8 Dec 2014

How early onset dementia can devastate a family

Philip Grant talks eloquently about his wife Liza’s diagnosis with early onset dementia.  He describes the hostility,  the near breakdown of his marriage as he struggled to understand what was going on.

There was a lack of inhibition which mortified their twin boys Will and Ed.  She could no longer drive safely, nor cook.  She went from being fastidious about her appearance to wearing the same clothes over and over.

She was in her late 40s so doctors put it down to menopause.  And in some ways she aided them in this diagnosis because she did not tell them the whole story.

She did discuss memory problems but that, in fact, was not a major problem. It was only when Mr Grant, who lives in Hertfordshire, and his wife’s brother wrote to the GP with all her other symptoms that it began to click.

Four or five years after the symptoms began to appear, Liza Grant was diagnosed with behavioural variant fronto-temporal dementia. She was just 53.

About 44,000 people in the UK have early onset dementia. And yet dementia, in all its various forms such as Alzheimer’s, is most often associated with the elderly.

That is perfectly understandable, but charities like Alzheimer’s Research UK say that it means dementia affecting those under the age of 65 can take longer to diagnose, can be mistaken for other conditions like depression or the menopause, and care can be harder to find.

Now there is to be a summit at the House of Lords on Tuesday, bringing together MPS, peers, policy makers, charity groups, researchers, clinicians and families.

The aim is to raise awareness and discuss the issues that need to be addressed to improve the lives of those with dementia under 65.

Professor Nick Fox, director of the Dementia Research Centre at University College London, said early diagnosis is essential.
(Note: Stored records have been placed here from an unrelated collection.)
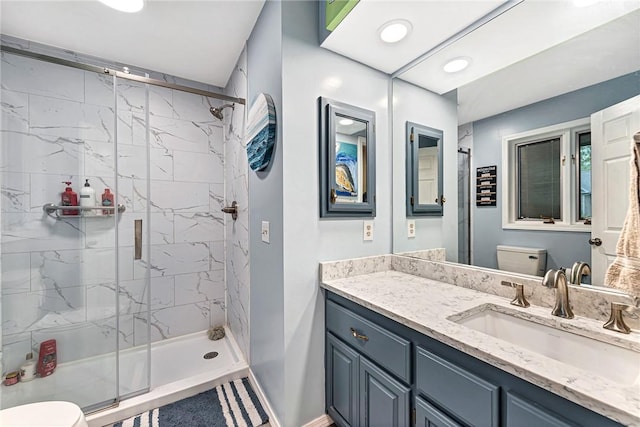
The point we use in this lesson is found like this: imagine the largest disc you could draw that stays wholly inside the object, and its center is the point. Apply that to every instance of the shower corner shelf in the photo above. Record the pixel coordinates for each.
(51, 209)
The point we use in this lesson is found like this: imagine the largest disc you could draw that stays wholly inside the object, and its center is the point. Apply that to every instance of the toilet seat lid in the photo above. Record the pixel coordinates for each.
(40, 414)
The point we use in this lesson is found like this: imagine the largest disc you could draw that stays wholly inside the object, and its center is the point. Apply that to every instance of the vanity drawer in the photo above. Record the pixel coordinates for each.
(465, 395)
(389, 350)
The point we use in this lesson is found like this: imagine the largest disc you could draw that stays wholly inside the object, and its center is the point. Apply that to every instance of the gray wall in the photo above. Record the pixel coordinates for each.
(264, 64)
(563, 248)
(309, 72)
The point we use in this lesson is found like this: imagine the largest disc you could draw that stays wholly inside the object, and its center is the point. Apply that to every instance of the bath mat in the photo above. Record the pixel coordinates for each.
(233, 404)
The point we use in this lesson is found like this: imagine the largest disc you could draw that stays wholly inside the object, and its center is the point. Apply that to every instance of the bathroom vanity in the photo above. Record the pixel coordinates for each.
(402, 349)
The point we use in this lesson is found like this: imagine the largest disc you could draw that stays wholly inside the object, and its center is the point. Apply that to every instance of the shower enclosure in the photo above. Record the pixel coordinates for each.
(104, 283)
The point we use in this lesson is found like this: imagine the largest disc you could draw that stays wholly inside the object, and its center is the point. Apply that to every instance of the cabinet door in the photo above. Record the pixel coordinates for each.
(342, 364)
(524, 413)
(428, 415)
(384, 401)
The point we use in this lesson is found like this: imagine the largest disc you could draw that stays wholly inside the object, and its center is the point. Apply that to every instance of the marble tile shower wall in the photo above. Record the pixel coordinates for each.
(58, 276)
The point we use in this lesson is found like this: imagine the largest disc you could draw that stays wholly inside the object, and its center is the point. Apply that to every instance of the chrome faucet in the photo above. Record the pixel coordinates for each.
(557, 279)
(578, 270)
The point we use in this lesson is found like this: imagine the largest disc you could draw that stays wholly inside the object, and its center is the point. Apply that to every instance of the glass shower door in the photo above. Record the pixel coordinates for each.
(59, 266)
(132, 102)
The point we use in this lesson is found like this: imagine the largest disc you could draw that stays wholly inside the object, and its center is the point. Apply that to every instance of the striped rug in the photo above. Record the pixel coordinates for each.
(233, 404)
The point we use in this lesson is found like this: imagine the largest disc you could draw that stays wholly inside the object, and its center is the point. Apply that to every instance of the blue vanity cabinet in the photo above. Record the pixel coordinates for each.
(367, 371)
(343, 370)
(469, 397)
(382, 373)
(384, 401)
(524, 413)
(428, 415)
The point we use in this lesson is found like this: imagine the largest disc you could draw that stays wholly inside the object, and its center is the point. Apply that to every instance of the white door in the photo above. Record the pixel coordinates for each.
(612, 132)
(428, 175)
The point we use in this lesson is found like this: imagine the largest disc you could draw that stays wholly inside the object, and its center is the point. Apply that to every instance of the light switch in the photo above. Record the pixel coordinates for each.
(367, 231)
(411, 228)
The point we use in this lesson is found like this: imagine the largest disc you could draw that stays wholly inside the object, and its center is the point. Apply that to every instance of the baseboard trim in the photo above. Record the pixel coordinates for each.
(322, 421)
(273, 420)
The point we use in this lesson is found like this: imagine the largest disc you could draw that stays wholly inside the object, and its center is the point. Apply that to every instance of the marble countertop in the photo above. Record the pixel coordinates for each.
(428, 306)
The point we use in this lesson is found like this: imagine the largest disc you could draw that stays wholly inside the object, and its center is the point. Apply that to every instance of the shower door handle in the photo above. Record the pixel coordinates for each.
(137, 226)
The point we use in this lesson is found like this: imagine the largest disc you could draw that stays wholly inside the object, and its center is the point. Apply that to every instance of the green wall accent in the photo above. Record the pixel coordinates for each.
(336, 11)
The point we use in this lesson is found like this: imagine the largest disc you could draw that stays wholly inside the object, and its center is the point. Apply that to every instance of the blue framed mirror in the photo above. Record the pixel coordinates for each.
(425, 195)
(347, 160)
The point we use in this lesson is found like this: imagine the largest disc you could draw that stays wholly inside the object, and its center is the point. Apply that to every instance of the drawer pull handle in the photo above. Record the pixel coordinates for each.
(358, 336)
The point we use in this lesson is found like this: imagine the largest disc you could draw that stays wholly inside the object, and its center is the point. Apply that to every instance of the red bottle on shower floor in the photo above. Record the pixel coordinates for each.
(47, 360)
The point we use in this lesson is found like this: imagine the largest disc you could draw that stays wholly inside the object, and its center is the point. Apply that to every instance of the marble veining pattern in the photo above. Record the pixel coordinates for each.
(237, 232)
(584, 301)
(426, 305)
(58, 276)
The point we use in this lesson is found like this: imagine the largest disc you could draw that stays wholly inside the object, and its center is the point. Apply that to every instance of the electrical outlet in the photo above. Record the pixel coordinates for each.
(367, 230)
(265, 231)
(411, 228)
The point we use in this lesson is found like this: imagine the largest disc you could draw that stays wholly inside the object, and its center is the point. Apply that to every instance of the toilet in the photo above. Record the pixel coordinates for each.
(44, 414)
(517, 259)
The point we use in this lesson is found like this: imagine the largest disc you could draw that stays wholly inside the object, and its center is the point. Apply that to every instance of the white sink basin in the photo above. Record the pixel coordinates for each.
(601, 358)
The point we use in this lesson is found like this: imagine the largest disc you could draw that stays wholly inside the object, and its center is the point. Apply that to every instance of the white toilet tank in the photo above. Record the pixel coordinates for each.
(44, 414)
(517, 259)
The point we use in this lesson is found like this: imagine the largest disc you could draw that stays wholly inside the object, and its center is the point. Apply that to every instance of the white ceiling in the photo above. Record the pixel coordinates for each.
(535, 50)
(196, 40)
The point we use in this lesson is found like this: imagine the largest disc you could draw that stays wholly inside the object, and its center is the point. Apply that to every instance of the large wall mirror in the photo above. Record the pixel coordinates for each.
(424, 170)
(566, 83)
(530, 65)
(347, 160)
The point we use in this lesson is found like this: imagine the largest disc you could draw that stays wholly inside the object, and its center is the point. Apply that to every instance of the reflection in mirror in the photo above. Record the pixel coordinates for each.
(424, 170)
(581, 78)
(347, 156)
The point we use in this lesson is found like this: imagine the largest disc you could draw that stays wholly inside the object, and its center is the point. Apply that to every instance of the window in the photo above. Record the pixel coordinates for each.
(584, 174)
(546, 178)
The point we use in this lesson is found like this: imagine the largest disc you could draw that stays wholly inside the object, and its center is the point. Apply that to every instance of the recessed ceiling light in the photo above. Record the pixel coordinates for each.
(456, 64)
(584, 3)
(130, 6)
(394, 31)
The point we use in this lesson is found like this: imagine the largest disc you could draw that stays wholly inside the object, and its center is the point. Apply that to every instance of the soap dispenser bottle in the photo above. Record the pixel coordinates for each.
(107, 200)
(88, 198)
(28, 370)
(69, 198)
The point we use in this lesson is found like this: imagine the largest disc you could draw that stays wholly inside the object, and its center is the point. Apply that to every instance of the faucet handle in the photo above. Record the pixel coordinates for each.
(519, 300)
(616, 320)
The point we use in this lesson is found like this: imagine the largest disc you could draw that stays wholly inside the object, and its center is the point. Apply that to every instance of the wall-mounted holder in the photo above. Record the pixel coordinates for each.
(51, 209)
(233, 210)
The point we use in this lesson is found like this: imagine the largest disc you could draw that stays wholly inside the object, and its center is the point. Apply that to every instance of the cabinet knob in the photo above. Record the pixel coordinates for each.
(359, 336)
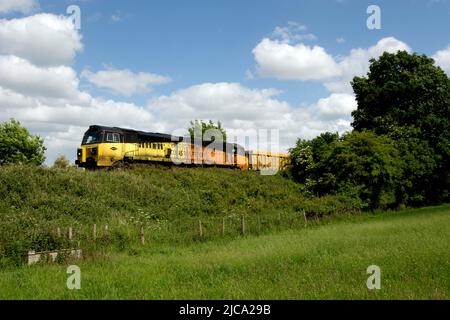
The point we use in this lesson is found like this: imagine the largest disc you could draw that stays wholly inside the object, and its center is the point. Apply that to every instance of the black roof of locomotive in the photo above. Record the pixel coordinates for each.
(143, 136)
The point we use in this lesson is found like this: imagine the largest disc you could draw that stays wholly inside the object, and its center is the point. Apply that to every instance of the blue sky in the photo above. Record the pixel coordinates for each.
(211, 41)
(155, 65)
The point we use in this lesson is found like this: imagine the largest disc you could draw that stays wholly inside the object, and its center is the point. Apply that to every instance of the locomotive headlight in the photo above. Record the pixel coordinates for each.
(94, 151)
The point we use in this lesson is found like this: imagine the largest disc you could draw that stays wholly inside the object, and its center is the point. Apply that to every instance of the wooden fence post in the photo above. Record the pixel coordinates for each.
(200, 228)
(94, 232)
(243, 225)
(142, 235)
(223, 226)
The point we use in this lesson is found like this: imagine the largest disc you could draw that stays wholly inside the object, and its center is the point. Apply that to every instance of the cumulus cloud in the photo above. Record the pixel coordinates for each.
(243, 111)
(292, 32)
(442, 58)
(24, 6)
(301, 62)
(357, 63)
(43, 39)
(124, 82)
(23, 77)
(294, 62)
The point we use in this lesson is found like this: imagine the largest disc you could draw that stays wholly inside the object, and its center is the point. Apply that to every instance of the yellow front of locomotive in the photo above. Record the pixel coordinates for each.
(99, 149)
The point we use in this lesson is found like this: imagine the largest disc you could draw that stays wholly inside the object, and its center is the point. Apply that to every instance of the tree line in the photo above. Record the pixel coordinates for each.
(399, 150)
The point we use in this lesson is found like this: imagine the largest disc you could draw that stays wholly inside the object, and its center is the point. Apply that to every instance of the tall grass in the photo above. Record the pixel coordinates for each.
(167, 202)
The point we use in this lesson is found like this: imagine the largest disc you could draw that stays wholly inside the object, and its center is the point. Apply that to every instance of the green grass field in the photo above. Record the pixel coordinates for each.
(329, 261)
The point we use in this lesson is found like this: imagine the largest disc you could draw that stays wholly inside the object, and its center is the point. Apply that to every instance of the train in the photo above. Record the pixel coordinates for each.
(109, 147)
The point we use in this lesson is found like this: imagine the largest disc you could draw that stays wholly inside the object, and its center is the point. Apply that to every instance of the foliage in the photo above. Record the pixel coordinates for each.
(325, 262)
(61, 162)
(361, 165)
(17, 145)
(399, 151)
(208, 130)
(407, 97)
(168, 202)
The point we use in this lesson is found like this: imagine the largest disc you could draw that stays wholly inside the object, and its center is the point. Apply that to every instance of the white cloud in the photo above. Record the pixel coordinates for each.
(43, 39)
(301, 62)
(23, 77)
(336, 106)
(292, 32)
(243, 110)
(24, 6)
(294, 62)
(124, 81)
(442, 58)
(357, 63)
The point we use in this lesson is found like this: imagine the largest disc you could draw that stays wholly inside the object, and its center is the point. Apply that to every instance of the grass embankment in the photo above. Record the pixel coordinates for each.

Although there is no cure for any of the forms of dementia, it is important to rule out other problems, he said, such as brain tumours. “Equally, it is important to get a diagnosis because people talk about the agony of not knowing.”

Mr Grant says when his wife was first diagnosed he expected “the full forces” of the care system like social services to swing into action. There was instead a vacuum, he says.

He talks, too, of the difficulty of finding a residential home for Liza once he could no longer care for her himself. The majority, he says, are for people in their 80s. They are not right for someone in their 50s, he said, who is still physically fit.

But mostly there was the dreadful impact on the whole family. “Initially it was devastating. The boys were very upset by it,” he said.

“It hit them at precisely the wrong time, when they were preparing for A-levels. It knocked me for six in ways I am only just beginning to recognise. There were pretty dark times.”